How you could make yourself seem more available dating-wise is more difficult to answer without more information, like what is your track-record with the male species? do you have male friends? Do you come into contact with them on a daily basis? How do you interact with them etc etc.
...But I honestly don't really understand why you are posting this question, you are lucky, you are an outgoing and friendly girl, who has friends and dreams. Someone, even if female has expressed interest in you, and people consider you pretty, this is much more than some of us here can say. What I think you most need is a dose of reality, you need to see how lucky you really are.
>>note that clothes are ONLY superficial - you cant judge a book by its cover
yes i agree that you cant judge a book by its cover but sadly, we live in a world where first impression is very important, dont you agree?
so if you want others to find out how good you really are inside, you have, to certain extent, make them interested in you first, one way is to change your appearance if you havent had any luck so far like OP. if you think otherwise, i honestly think you are disillusioned, no offense, just what i think.
>>finally be yourself, because you arent anyone else... ie. a woman with self confidence, and wouldnt you know
while i think its admirable to be ourself, OP here lacks confidence, so if she continues to be herself, she'll continue lacking confidence (because she is not comfortable with herself??). if she wants change in her situation (finding a bf), then of course she has to change herself or nothing will change (remain single). sometimes change can also be for the better, not always for the worse, you wont know until you try.
Hey OP, I used to be similar to you...except I was shy in addition to lacking self-confidence.
Wardrobe change does help.
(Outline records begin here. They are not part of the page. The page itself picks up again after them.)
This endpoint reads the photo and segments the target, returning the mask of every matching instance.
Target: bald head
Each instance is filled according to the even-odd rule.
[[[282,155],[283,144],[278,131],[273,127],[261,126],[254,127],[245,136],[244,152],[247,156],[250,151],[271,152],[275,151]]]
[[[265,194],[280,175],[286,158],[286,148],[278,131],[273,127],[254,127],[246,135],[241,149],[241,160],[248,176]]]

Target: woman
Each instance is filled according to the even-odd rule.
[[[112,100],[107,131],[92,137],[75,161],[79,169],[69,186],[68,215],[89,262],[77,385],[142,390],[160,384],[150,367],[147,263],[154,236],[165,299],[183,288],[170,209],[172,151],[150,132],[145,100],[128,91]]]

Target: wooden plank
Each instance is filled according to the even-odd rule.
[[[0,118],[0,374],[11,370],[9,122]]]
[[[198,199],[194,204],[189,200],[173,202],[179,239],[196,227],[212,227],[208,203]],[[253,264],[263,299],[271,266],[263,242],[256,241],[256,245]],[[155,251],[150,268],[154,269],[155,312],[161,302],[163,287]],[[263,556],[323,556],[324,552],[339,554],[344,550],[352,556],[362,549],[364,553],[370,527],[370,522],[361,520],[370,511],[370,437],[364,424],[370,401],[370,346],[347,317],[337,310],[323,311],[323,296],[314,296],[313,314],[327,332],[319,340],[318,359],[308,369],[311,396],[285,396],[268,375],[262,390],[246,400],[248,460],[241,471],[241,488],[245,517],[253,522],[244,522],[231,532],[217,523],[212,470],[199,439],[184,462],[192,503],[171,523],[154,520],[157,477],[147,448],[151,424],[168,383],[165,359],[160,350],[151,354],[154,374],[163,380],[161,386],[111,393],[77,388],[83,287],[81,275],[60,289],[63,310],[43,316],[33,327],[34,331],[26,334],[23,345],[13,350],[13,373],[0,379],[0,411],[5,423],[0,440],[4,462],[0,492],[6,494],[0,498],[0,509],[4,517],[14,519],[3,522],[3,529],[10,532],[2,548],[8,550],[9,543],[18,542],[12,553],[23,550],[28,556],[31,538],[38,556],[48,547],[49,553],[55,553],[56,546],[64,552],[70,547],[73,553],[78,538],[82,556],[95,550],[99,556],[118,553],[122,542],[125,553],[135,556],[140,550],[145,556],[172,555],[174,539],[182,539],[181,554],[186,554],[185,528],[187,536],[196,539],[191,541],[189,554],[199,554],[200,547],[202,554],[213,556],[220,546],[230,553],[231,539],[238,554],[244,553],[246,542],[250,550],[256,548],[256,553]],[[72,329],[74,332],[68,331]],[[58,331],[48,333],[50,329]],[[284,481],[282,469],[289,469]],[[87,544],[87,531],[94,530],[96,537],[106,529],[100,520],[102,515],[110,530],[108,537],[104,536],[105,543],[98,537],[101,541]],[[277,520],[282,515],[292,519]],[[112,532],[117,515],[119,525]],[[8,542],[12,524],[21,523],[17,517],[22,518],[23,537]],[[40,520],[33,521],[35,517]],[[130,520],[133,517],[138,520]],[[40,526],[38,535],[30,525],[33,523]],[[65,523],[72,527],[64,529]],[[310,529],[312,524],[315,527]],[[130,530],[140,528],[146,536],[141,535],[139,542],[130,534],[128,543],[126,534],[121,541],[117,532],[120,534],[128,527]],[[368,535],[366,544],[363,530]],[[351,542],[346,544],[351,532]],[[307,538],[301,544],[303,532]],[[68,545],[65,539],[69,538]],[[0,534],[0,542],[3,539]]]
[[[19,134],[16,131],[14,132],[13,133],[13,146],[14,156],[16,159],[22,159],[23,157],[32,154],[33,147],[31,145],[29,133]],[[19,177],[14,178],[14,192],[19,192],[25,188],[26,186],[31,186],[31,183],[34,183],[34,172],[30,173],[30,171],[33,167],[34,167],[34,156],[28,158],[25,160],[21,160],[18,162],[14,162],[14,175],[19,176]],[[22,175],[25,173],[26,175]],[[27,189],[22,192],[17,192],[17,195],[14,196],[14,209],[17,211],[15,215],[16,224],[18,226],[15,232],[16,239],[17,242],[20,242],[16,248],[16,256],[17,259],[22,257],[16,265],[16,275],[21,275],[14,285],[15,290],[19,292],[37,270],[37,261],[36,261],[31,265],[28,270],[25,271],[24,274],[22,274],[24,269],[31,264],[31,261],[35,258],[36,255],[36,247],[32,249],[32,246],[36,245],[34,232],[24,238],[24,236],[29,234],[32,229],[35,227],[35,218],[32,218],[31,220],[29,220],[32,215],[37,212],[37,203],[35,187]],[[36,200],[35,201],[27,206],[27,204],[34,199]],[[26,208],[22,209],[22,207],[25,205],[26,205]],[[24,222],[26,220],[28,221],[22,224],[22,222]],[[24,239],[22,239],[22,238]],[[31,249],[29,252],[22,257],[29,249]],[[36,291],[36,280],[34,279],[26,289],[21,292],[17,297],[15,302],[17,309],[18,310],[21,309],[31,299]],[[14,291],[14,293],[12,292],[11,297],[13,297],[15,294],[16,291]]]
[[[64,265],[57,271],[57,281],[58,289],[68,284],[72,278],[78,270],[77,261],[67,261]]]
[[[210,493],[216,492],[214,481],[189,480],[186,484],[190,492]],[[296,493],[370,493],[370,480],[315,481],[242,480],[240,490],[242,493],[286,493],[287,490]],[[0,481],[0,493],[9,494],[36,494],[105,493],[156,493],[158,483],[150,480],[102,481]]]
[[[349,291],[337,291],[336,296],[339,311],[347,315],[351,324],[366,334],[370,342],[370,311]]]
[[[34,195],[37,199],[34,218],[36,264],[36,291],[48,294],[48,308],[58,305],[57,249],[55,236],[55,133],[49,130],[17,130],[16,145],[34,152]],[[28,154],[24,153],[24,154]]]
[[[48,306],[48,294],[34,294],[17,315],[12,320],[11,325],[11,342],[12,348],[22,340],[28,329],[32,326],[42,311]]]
It's superficial as all hell, but for girls, (I'm girl, too) looking your best will help you feel good - as long as you're looking good for yourself, nobody else.
If you're already outgoing and friendly, then I'm sure you have lots of friends/lots of people like you. That should be a confidence booster in and of itself.
But the one thing that helped me most?
Fake it until you make it.
Seriously. Positive thinking and believing in yourself (even when you don't really believe in yourself) really does wonders. Before you know it, you WILL be confident.
If everybody tells you you're pretty, and people have expressed interest in you (even if it's not guys), they may be on to something.
Unless you're fat. In which case, lose weight - this will also boost your self-confidence.
>>7
Totally agree.
I scarily related to you whilst reading that, OP.
If you think you look good appearance wise, it will do wonders to your self confidence. Take it from a girl who had all that inner beauty stuff, but received compliments on her outer beauty like they were pity votes.
yay superficial beauty wins!
>Wardrobe change does help. It's superficial as all hell, but for girls, (I'm girl, too) looking your best will help you feel good - as long as you're looking good for yourself, nobody else.
>If you think you look good appearance wise, it will do wonders to your self confidence.
I'm a guy and I agree with this. Knowing I look good has certainly helped me with my confidence.